Visa: un resorte económico que no se desinfla

Las turbulencias económicas, desde la guerra en Ucrania hasta la inflación descontrolada, deberían haber puesto a prueba a cualquier empresa. Pero Visa, aparentemente, se ha convertido en un refugio seguro, un testimonio de su resiliencia y de la transformación profunda que está experimentando el sistema de pagos.

La fortaleza de un gigante digital

Durante más de una década, la compañía ha mantenido una trayectoria ascendente, incrementando sus ingresos año tras año, salvo una anomalía puntual provocada por la pandemia. Un análisis exhaustivo revela que, desde 2015, Visa no ha conocido un solo año en el que no hubiera aumentado su facturación. Y lo que es realmente sorprendente es que, en la última década, esos incrementos han sido de carácter exponencial, incluso en medio de una crisis sanitaria, una cadena de suministro colapsada, tasas de interés disparadas y una creciente incertidumbre geopolítica.

La clave reside en la aceleración de la adopción de pagos sin efectivo. Visa se beneficia de una tendencia secular que está desplazando la moneda física.
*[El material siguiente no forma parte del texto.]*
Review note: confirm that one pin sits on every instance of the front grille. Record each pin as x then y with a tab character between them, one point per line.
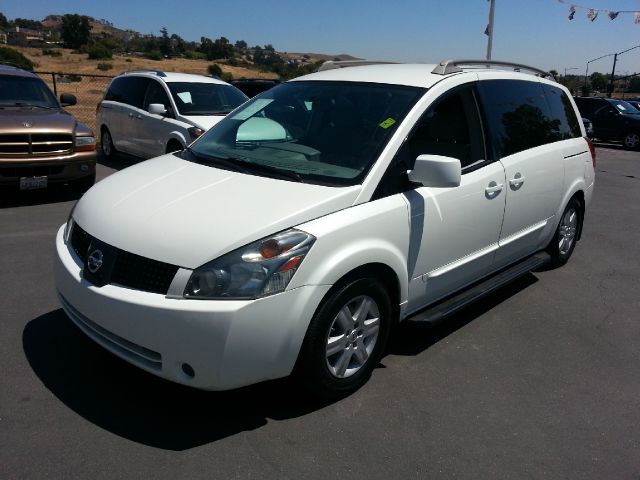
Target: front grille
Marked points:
130	270
35	144
36	171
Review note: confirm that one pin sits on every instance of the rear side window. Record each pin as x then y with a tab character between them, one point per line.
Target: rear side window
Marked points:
129	90
562	110
518	115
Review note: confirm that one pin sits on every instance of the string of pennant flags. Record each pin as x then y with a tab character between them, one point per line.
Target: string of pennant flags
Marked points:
593	13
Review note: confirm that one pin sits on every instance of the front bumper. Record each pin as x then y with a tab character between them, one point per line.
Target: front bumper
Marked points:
62	169
228	344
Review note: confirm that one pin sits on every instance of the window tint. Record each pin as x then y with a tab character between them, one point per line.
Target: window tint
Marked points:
128	90
451	128
518	115
156	94
562	110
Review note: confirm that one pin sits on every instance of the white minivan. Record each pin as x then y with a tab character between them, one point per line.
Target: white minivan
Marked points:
150	112
293	235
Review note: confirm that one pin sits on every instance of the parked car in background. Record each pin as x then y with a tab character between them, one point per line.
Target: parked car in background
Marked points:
588	126
612	119
297	232
254	86
41	144
148	113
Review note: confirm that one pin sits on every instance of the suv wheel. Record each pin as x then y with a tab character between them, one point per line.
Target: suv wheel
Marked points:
346	338
631	140
106	143
565	238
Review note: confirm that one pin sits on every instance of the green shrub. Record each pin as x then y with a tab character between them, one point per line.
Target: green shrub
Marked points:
99	52
153	55
9	55
214	69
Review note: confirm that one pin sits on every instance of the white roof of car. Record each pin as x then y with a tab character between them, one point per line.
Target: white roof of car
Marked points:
170	77
414	75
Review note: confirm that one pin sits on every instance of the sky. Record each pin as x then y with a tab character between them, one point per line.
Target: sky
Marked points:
533	32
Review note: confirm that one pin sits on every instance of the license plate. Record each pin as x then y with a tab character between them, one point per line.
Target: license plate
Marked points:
31	183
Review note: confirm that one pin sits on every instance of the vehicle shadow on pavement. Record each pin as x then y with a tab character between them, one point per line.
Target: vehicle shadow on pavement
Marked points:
412	338
143	408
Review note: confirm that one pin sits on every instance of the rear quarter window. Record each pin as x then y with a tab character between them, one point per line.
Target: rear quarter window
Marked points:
519	117
129	90
562	110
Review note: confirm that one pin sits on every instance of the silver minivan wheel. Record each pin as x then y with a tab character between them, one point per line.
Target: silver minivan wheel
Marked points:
352	336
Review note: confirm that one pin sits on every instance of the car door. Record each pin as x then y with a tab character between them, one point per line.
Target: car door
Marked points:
524	138
454	231
130	115
153	130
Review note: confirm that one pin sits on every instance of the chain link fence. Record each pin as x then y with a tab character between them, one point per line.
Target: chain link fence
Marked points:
87	88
Cada vez más transacciones se realizan en línea, en dispositivos móviles, y la comodidad de no tener que sacar el dinero en efectivo es un factor determinante.

Proyecciones a largo plazo: crecimiento sostenible

Proyecciones a largo plazo: crecimiento sostenible

Los analistas apuntan a un crecimiento anual compuesto del 10,7% en los ingresos de Visa entre 2025 y 2028. Un ritmo de crecimiento tan sólido, impulsado por un modelo de negocio escalable y una 'moat' – una barrera de entrada prácticamente impenetrable gracias a su red – sugiere que Visa está bien posicionada para mantener su liderazgo en el sector. Las expectativas de beneficios por acción también apuntan a un crecimiento anualizado del 12,5% en el mismo periodo.
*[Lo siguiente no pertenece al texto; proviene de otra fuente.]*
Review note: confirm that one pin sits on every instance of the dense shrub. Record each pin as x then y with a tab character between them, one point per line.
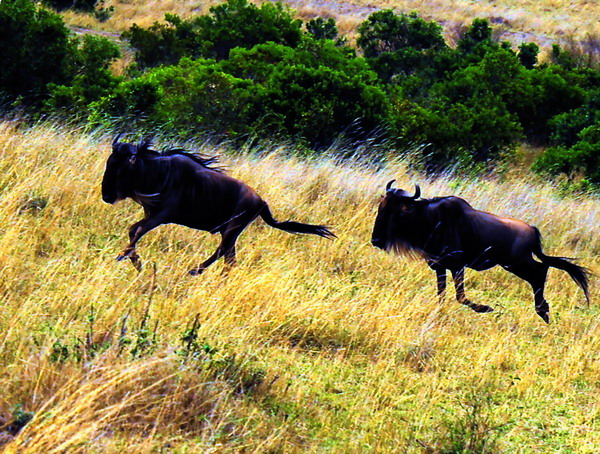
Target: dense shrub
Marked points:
580	160
92	80
244	69
27	65
314	92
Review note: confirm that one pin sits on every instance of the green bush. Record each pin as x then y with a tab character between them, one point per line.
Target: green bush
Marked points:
93	79
35	50
386	31
191	96
580	160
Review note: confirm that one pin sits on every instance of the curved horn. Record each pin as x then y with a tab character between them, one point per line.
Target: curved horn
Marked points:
116	139
417	192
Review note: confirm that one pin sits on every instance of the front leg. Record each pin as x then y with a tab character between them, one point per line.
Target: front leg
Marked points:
459	285
136	231
441	282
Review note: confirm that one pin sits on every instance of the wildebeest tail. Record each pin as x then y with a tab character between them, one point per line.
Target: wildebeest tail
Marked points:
578	273
295	227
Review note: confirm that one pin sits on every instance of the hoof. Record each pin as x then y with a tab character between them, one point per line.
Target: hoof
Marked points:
544	316
481	308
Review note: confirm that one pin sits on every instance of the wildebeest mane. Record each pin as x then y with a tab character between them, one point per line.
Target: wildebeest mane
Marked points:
448	230
209	162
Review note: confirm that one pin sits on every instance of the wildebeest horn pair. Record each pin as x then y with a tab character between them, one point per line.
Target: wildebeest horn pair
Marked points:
401	192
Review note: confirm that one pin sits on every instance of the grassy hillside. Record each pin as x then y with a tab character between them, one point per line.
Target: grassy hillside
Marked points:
307	345
542	22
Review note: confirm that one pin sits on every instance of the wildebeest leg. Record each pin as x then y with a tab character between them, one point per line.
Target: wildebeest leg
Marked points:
459	285
136	231
226	249
535	273
441	282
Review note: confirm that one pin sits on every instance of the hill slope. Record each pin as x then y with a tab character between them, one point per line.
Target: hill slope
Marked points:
517	21
308	345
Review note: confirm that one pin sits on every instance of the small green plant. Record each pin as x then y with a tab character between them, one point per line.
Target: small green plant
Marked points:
471	430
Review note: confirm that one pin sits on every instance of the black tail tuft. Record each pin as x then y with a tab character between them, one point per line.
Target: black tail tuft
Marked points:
579	274
295	227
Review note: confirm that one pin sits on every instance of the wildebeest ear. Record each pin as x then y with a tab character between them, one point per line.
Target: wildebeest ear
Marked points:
117	138
417	192
145	144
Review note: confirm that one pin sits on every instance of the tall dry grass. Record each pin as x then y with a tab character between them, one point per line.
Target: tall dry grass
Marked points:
307	345
543	22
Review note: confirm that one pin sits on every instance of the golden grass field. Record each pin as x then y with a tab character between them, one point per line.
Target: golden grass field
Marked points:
543	22
307	345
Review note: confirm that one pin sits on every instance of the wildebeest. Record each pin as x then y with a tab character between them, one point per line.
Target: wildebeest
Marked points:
174	186
451	235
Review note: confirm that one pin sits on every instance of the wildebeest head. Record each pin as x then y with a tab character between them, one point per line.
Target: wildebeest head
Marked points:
117	182
395	210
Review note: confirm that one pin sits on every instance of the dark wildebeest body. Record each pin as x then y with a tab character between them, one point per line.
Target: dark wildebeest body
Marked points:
182	188
451	235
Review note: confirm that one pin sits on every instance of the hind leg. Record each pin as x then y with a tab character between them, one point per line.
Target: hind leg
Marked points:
226	249
535	273
459	285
Aunque el precio de sus acciones ha sufrido una corrección del 17% desde su máximo histórico, la oportunidad de invertir en esta empresa, que parece invulnerable a las coyunturas económicas, es real. Su valor está actualmente descuadrado, ofreciendo un atractivo para inversores con visión de futuro.

La empresa ha demostrado, de manera contundente, que incluso los eventos “balsas negras” – como la pandemia – no son capaces de interrumpir su trayectoria de crecimiento. Visa no es solo una empresa de pagos; es un indicador de la evolución del consumo y la economía moderna.